Under the heading of Language Technology for Digital Humanities, UKP Lab conducts projects at the boundary between Natural Language Processing, Computer Science on the one hand, and Humanities, Social Sciences, and Educational Research on the other hand. In particular, we work on making digital analysis methods more accessible to text-based humanities, implement tools to explore and annotate text corpora, and contribute to the infrastructures supporting Digital Humanities. Our research interests in this area include:

  • Creating user-friendly tools to explore and annotate text corpora

  • Analyzing corpora at the semantic level, e.g. opinion mining or identifying metaphoric language

  • Processing and analyzing historical texts

  • Interoperability with Digital Humanities infrastructures such as DARIAH and CLARIN

Current Projects

  • DKPro: At UKP, we believe in supporting reproducible NLP research through re-usable and freely available software components. To this end, UKP created the award-winning DKPro repository of open-source software covering many aspects of NLP from pre-processing, lexical resource, machine-learning, to semantic analysis. As DKPro is growing and gaining popularity, it now starts evolving into a community project in which UKP collaborates e.g. with researchers from the University of Duisburg-Essen.

  • CLARIN F-AG7 KP 3: In association with the CLARIN project, we are building the flexible, web-based annotation tool WebAnno and apply it to the annotation of non-standard varieties of German at the semantic level. This work is done in collaboration with the Language Technology Group in Darmstadt and with researchers from the University of Heidelberg.

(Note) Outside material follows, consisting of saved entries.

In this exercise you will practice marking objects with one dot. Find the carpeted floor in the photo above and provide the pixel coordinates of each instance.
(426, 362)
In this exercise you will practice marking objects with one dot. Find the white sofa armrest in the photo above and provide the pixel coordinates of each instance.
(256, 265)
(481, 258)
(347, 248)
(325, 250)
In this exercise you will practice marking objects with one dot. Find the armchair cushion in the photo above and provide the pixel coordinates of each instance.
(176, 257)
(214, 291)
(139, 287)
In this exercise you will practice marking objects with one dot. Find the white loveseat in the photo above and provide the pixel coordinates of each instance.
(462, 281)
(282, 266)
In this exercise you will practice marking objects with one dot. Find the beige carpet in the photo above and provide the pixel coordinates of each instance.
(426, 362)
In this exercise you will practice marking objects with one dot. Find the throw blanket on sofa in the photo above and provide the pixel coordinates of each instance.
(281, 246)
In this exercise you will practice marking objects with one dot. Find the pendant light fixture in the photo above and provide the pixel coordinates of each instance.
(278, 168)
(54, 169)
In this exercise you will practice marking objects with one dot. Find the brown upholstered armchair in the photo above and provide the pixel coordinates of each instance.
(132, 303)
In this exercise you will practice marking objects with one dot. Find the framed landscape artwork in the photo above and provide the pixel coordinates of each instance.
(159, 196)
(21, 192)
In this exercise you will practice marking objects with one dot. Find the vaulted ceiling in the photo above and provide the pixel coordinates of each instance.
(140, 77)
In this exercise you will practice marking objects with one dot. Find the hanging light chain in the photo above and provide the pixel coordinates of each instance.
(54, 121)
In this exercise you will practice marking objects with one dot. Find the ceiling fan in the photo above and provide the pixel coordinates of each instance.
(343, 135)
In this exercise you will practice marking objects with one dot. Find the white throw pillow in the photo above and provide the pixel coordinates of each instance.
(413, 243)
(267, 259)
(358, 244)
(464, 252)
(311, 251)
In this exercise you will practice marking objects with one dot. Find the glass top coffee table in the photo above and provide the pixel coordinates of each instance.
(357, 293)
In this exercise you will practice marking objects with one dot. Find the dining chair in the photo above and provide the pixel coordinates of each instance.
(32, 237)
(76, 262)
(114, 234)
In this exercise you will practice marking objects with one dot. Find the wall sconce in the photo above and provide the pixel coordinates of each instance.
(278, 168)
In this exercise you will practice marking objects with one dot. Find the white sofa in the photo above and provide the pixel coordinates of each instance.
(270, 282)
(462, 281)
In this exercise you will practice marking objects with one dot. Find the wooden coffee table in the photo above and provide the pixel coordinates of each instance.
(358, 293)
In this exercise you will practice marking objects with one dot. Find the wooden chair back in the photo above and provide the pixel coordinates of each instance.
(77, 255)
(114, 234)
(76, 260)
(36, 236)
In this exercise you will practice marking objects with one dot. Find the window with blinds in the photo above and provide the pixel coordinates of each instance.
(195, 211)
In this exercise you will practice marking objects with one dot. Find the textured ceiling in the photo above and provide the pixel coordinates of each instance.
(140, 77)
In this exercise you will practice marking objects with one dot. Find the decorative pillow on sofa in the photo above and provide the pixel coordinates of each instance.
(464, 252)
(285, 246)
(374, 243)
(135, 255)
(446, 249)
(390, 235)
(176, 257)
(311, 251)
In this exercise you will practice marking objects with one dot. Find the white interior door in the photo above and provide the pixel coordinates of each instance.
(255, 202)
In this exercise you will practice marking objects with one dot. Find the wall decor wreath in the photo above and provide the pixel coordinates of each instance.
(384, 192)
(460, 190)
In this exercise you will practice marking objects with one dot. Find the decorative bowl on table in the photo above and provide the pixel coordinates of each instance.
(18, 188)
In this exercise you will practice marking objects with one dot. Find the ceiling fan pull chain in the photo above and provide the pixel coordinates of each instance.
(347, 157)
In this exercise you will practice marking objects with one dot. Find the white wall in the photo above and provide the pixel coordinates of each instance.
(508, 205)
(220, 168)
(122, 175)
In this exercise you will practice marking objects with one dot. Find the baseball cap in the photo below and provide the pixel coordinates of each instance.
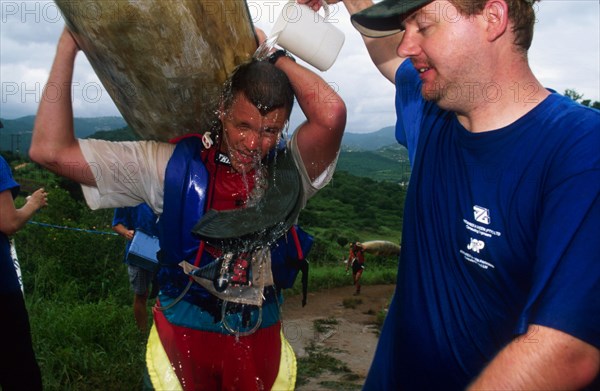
(384, 18)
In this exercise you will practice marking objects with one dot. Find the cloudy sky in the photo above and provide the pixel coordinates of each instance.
(565, 54)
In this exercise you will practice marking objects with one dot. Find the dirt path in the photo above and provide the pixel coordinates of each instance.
(351, 340)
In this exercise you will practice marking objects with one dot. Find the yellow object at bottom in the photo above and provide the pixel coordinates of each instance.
(163, 377)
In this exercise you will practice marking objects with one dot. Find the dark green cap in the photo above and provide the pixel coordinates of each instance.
(385, 17)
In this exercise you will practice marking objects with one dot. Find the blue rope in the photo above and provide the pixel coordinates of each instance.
(91, 231)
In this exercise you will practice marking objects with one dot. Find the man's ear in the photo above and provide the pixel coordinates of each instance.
(221, 110)
(495, 14)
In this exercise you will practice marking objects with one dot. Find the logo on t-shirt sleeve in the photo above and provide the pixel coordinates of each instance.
(481, 214)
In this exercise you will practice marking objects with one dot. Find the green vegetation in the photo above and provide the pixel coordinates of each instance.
(77, 290)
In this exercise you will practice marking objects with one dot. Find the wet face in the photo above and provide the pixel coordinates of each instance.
(249, 135)
(446, 48)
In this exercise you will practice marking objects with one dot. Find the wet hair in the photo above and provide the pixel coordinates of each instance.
(263, 84)
(520, 12)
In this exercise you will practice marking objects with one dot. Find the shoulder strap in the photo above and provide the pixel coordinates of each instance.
(184, 168)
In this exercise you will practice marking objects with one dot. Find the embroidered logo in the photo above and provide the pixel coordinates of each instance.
(476, 245)
(481, 214)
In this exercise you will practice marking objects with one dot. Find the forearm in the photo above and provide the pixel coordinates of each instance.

  • CEDIFOR: In this context , we aim to foster interdisciplinary work between Computer Science and Digital Humanities by providing know-how and research infrastructures for text analytics to humanities researchers in the Rhein-Main area, supporting them in their investigation of novel research questions. This project is conducted in collaboration with the Goethe University Frankfurt am Main and the German Institute for International Educational Research (DIPF).

  • DARIAH-DE II: The mission of the EU-ESFRI-Project DARIAH-EU is to enhance and support digitally-enabled research across the arts and humanities. In the context of the second phase of the German contribution DARIAH-DE, UKP collaborates closely with researchers from the Julius Maximilians University of Würzburg to automatically detect and analyze narrative structures in German. These techniques are applied to a corpus of around 2.000 novels, which were written over the last centuries.

  • Welt der Kinder: The digital humanities project “Welt der Kinder” is designed as a test model for future similar projects in historical sciences. By very close cooperation between historians, information scientists, and computer scientists, it aims to gain new insights about the way the world was conveyed to children in a period from 1850 until 1918 - a time in of accelerated production of knowledge that was equally dominated by globalization and nationalisation.
  • Processing of audiovisual content: The amount of audiovisual content is constantly increasing, specially in the educational domain, making tasks like transcription and visual analysis a very cumbersome activity for humanistic researchers. This project aims to create technology which facilitates the integration of manual and automatic analysis of audiovisual content.
  • OpenMinTeD: OpenMinTeD aspires to enable the creation of an infrastructure that fosters and facilitates the discovery and use of text mining technologies and interoperable services. It examines several use cases identified by experts from different scientific areas, ranging from generic scholarly communication to literature related to life sciences, food and agriculture, and social sciences and humanities.

Past Projects

  • DARIAH-DE I: The mission of the EU-ESFRI-Project DARIAH-EU is to enhance and support digitally-enabled research across the arts and humanities. In the first phase of the German contribution DARIAH-DE, UKP investigated possibilities of using the emerging DARIAH infrastructure by means of the use-case of setting up a digital archive and by means of integrating DARIAH and TextGrid services.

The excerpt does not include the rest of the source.